In this repository, we use PyTorch-converted weights from [https://github.com/moabitcoin/ig65m-pytorch](https://github.com/moabitcoin/ig65m-pytorch).*
## Prerequisite
* Linux machine - We strongly recommend to use GPU machine to run the scripts and notebooks in this project smoothly (preferably [Azure NCsV3 series VMs](https://docs.microsoft.com/en-us/azure/virtual-machines/linux/sizes-gpu#ncv3-series)).
* To use GPUs, **CUDA toolkit v10.1** is required. Details about the CUDA installation can be found [here](https://developer.nvidia.com/cuda-downloads). Once the installation is completed, you may need to reboot the VM.
## Installation
1. Setup conda environment
`conda env create -f environment.yml`
1. Activate the environment
`conda activate r2p1d`
1. Install jupyter kernel
`python -m ipykernel install --user --name r2p1d`
### (Optional) Mixed-precision training
* To use mixed-precision training via [NVIDIA-apex](https://github.com/NVIDIA/apex),
```
$ git clone https://github.com/NVIDIA/apex
$ cd apex
$ pip install -v --no-cache-dir --global-option="--cpp_ext" --global-option="--cuda_ext" ./
```
### WebCam tunneling
To run the model on remote GPU VM while using a local machine for WebCam streaming,
1. Open a terminal window that supports `ssh` from the local machine (e.g. [git-bash for Windows](https://gitforwindows.org/)).

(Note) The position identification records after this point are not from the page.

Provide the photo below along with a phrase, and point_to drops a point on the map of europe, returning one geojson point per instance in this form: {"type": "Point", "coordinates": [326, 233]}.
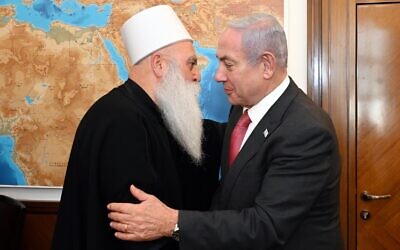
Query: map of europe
{"type": "Point", "coordinates": [57, 57]}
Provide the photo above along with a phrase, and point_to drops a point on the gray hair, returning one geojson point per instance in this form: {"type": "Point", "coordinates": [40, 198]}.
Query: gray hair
{"type": "Point", "coordinates": [262, 32]}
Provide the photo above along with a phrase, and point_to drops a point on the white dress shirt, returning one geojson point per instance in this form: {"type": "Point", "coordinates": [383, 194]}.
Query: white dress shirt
{"type": "Point", "coordinates": [257, 112]}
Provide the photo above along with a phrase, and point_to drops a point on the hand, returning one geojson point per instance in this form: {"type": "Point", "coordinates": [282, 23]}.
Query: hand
{"type": "Point", "coordinates": [149, 220]}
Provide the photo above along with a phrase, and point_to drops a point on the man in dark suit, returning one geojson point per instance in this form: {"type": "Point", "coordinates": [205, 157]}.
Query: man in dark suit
{"type": "Point", "coordinates": [281, 191]}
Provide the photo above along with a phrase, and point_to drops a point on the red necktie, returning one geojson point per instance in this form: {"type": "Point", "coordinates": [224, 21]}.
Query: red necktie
{"type": "Point", "coordinates": [237, 136]}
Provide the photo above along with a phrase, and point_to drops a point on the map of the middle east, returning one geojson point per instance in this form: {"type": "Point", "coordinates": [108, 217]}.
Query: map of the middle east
{"type": "Point", "coordinates": [57, 57]}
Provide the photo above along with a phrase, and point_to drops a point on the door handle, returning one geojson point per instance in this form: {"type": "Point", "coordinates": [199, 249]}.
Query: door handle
{"type": "Point", "coordinates": [365, 196]}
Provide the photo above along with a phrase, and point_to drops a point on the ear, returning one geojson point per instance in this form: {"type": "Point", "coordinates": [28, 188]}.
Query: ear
{"type": "Point", "coordinates": [268, 62]}
{"type": "Point", "coordinates": [157, 65]}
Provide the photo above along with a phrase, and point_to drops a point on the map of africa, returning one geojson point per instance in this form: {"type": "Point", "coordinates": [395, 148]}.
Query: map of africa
{"type": "Point", "coordinates": [57, 57]}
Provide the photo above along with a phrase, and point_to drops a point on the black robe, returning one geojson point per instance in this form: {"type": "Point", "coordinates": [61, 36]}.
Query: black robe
{"type": "Point", "coordinates": [123, 140]}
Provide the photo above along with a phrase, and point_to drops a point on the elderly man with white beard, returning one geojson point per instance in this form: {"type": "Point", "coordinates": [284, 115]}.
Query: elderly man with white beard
{"type": "Point", "coordinates": [148, 132]}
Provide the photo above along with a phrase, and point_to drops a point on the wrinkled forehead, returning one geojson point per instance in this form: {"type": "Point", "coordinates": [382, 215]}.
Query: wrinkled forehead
{"type": "Point", "coordinates": [229, 41]}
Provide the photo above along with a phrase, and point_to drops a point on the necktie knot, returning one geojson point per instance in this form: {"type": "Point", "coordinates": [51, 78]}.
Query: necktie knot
{"type": "Point", "coordinates": [244, 120]}
{"type": "Point", "coordinates": [237, 136]}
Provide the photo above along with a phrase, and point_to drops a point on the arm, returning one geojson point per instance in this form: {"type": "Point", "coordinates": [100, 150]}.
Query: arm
{"type": "Point", "coordinates": [298, 178]}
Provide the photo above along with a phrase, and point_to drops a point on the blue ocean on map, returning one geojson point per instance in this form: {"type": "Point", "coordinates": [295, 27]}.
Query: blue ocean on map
{"type": "Point", "coordinates": [42, 13]}
{"type": "Point", "coordinates": [10, 173]}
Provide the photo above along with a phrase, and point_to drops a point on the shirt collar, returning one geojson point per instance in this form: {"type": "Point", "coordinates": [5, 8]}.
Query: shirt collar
{"type": "Point", "coordinates": [257, 112]}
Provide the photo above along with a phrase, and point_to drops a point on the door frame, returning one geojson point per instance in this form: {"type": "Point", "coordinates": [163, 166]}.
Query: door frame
{"type": "Point", "coordinates": [331, 37]}
{"type": "Point", "coordinates": [331, 75]}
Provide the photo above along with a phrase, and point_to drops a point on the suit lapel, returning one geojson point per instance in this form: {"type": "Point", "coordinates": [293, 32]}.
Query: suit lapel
{"type": "Point", "coordinates": [269, 122]}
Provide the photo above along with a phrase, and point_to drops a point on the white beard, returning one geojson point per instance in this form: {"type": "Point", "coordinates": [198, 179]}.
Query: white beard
{"type": "Point", "coordinates": [179, 105]}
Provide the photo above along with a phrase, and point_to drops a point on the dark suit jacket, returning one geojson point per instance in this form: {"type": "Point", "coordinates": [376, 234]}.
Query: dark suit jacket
{"type": "Point", "coordinates": [282, 191]}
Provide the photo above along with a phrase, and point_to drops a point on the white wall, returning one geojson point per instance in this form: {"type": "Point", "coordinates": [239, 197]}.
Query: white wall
{"type": "Point", "coordinates": [296, 31]}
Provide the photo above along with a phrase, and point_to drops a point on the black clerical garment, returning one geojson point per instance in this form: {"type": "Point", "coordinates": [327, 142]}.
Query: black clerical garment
{"type": "Point", "coordinates": [123, 140]}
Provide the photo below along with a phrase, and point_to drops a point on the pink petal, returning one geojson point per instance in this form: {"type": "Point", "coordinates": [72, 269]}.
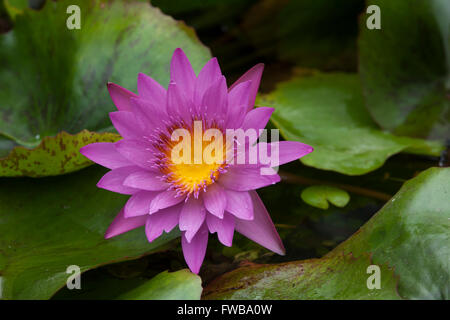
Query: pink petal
{"type": "Point", "coordinates": [246, 177]}
{"type": "Point", "coordinates": [126, 124]}
{"type": "Point", "coordinates": [257, 118]}
{"type": "Point", "coordinates": [150, 89]}
{"type": "Point", "coordinates": [178, 103]}
{"type": "Point", "coordinates": [145, 180]}
{"type": "Point", "coordinates": [181, 72]}
{"type": "Point", "coordinates": [224, 228]}
{"type": "Point", "coordinates": [120, 96]}
{"type": "Point", "coordinates": [164, 200]}
{"type": "Point", "coordinates": [215, 200]}
{"type": "Point", "coordinates": [122, 224]}
{"type": "Point", "coordinates": [113, 180]}
{"type": "Point", "coordinates": [254, 74]}
{"type": "Point", "coordinates": [139, 203]}
{"type": "Point", "coordinates": [208, 75]}
{"type": "Point", "coordinates": [237, 104]}
{"type": "Point", "coordinates": [239, 204]}
{"type": "Point", "coordinates": [136, 151]}
{"type": "Point", "coordinates": [261, 228]}
{"type": "Point", "coordinates": [192, 217]}
{"type": "Point", "coordinates": [215, 100]}
{"type": "Point", "coordinates": [194, 251]}
{"type": "Point", "coordinates": [105, 154]}
{"type": "Point", "coordinates": [164, 220]}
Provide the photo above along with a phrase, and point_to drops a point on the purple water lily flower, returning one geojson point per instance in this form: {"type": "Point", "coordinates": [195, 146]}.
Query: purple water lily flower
{"type": "Point", "coordinates": [200, 198]}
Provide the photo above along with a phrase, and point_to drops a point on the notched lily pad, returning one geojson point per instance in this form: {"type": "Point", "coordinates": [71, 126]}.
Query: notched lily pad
{"type": "Point", "coordinates": [51, 223]}
{"type": "Point", "coordinates": [319, 196]}
{"type": "Point", "coordinates": [54, 155]}
{"type": "Point", "coordinates": [53, 79]}
{"type": "Point", "coordinates": [409, 234]}
{"type": "Point", "coordinates": [405, 67]}
{"type": "Point", "coordinates": [327, 112]}
{"type": "Point", "coordinates": [178, 285]}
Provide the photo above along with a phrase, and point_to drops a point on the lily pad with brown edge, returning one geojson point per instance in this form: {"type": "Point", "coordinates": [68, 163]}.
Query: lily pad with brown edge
{"type": "Point", "coordinates": [53, 156]}
{"type": "Point", "coordinates": [53, 78]}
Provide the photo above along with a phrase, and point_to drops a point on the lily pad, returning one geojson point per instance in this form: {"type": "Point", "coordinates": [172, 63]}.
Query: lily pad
{"type": "Point", "coordinates": [179, 285]}
{"type": "Point", "coordinates": [343, 277]}
{"type": "Point", "coordinates": [327, 112]}
{"type": "Point", "coordinates": [409, 234]}
{"type": "Point", "coordinates": [319, 196]}
{"type": "Point", "coordinates": [405, 67]}
{"type": "Point", "coordinates": [54, 155]}
{"type": "Point", "coordinates": [51, 223]}
{"type": "Point", "coordinates": [54, 79]}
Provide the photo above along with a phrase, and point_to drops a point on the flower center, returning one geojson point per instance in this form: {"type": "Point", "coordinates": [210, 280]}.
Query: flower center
{"type": "Point", "coordinates": [193, 158]}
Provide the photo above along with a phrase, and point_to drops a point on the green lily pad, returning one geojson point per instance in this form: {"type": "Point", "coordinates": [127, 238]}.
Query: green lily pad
{"type": "Point", "coordinates": [409, 234]}
{"type": "Point", "coordinates": [327, 112]}
{"type": "Point", "coordinates": [343, 277]}
{"type": "Point", "coordinates": [54, 155]}
{"type": "Point", "coordinates": [179, 285]}
{"type": "Point", "coordinates": [405, 67]}
{"type": "Point", "coordinates": [51, 223]}
{"type": "Point", "coordinates": [319, 196]}
{"type": "Point", "coordinates": [54, 79]}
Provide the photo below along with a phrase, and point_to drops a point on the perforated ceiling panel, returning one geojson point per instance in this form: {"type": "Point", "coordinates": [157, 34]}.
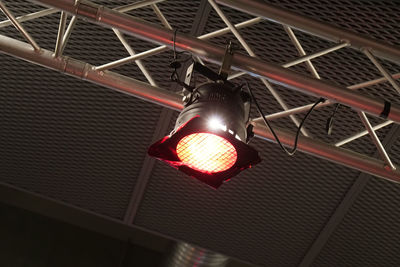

1. Run following commandPort forward as follows (assuming Jupyter notebook will be running on the port 8888 on the VM)
`ssh your-vm-address -L 8888:localhost:8888`
1. Clone this repository from the VM and install the conda environment and Jupyter kernel.
1. Start Jupyter notebook from the VM without starting a browser.
`jupyter notebook --no-browser`
You can also set Jupyter configuration to not start browser by default.
1. Copy the notebook address showing at the terminal and paste it to the browser on the local machine to open it.